Responding to a public backlash over its outsourcing practices, Royal Bank of Canada has released a new code of conduct that favours hiring Canadian workers and limits what jobs it outsources to other countries.
Under the new code, RBC and its suppliers must not hire foreign workers to perform services for the bank, when someone eligible to work in Canada is available and able to perform the service.
RBC also pledged that it “will not offshore work where salary savings is the primary reason and will make every effort to source in Canada.”
RBC has been working with a global consulting firm to craft the code, and used major multinational financial institutions and companies as benchmarks. RBC believes it is the first Canadian company to issue a code of conduct on this matter, said Greg Grice, the bank’s chief procurement officer.
Outsourcing experts also said that this is the first time they’ve heard of such strict rules.
The code released Friday could put the bank in a tough spot, especially as the Canadian banking sector cools. Cost cutting, or “expense management,” as the banks classify it, is a hot topic. Just Thursday, Toronto-Dominion Bank released its quarterly results and announced that curtailing costs is a key focus for the bank in this environment.
Outsourcing call centre and developer jobs is particularly easy way to cut costs – especially now that the banks are plowing money into developing mobile apps and online banking and investing platforms.

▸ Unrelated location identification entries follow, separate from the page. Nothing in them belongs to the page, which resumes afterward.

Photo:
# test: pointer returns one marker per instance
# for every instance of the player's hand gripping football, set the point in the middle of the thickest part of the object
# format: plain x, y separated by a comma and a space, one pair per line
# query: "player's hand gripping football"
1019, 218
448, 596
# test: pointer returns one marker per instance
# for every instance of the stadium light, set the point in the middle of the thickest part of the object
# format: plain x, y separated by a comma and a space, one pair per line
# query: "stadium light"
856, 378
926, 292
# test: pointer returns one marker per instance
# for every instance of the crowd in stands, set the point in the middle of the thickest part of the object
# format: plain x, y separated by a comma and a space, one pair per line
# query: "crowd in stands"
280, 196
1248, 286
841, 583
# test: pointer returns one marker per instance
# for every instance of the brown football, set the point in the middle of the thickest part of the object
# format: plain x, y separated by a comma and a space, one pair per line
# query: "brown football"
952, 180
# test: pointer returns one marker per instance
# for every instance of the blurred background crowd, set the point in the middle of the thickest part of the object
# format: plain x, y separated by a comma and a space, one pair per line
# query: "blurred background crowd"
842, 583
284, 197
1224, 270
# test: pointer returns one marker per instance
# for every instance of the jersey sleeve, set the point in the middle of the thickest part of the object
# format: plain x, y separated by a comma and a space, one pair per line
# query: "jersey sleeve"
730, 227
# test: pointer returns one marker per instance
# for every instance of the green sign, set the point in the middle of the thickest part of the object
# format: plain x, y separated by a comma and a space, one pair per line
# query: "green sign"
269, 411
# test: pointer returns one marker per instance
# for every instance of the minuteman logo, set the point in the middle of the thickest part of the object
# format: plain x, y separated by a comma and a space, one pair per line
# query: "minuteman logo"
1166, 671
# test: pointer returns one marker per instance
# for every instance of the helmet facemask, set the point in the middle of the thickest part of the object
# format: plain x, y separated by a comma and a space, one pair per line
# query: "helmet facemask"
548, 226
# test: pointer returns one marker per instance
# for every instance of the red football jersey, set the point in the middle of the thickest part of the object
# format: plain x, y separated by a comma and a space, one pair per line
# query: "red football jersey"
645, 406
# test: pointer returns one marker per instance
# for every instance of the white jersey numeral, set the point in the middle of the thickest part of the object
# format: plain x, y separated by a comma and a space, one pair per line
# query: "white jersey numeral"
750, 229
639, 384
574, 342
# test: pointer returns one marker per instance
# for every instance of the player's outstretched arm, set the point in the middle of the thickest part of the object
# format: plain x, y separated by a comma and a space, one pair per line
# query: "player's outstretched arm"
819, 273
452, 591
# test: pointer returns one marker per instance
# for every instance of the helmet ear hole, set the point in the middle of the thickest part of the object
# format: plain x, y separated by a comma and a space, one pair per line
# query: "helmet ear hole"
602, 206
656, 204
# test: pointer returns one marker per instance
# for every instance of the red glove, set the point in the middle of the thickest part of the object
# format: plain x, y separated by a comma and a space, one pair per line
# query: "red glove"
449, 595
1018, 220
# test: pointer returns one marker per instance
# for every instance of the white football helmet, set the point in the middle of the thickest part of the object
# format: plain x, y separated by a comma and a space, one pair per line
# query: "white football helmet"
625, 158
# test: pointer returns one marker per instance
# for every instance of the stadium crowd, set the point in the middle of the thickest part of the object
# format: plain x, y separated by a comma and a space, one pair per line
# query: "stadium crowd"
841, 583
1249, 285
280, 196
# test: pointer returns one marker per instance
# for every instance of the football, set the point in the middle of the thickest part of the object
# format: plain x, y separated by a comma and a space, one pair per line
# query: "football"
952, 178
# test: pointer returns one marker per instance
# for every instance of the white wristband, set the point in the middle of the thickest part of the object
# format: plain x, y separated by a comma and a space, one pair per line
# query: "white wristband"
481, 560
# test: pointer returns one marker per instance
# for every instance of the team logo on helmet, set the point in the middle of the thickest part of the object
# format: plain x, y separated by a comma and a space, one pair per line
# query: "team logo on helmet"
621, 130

RBC started to put together its code of conduct after allegations surfaced in April that one of the bank’s IT worker suppliers, iGate, replaced Canadians with temporary foreign workers working here on short-term visas.
RBC clarified that the 45 affected employees were not losing their jobs to temporary workers – the jobs were being outsourced instead – and promised to find them new spots within the institution. But the allegations put the bank in a negative spotlight.
The issue also prompted the federal government to conduct a review of its Temporary Foreign Worker Program, under which the number of visas issued has boomed over the past decade.
Outsourcing expert Anil Verma, at the University of Toronto’s Rotman School of Management, said the code won’t change the entrenched trend across industries.
“I doubt that any such ‘guarantee’ like the one by RBC will alter the course of offshoring,” he wrote in an e-mail. “What could slow down offshoring would be a rise in costs in places such as India and China and improvements in efficiency in Canadian operations.”
RBC chief executive officer Gord Nixon wrote a public letter in April in which he apologized to the employees affected by the outsourcing decision.
In the new code, RBC did not promise to never outsource. Instead, the bank said it will only offshore to suppliers when their investment in scale, technology or operational knowledge provides better skill sets and capabilities “that RBC cannot duplicate inside its own business or in Canada.”
To stress this point, Mr. Grice noted that the bank’s Canadian call centres in New Brunswick, Montreal, Mississauga and Winnipeg will stay here.
The bank also promised to use temporary foreign workers on a “very limited basis for executives and for workers with highly specialized skills.”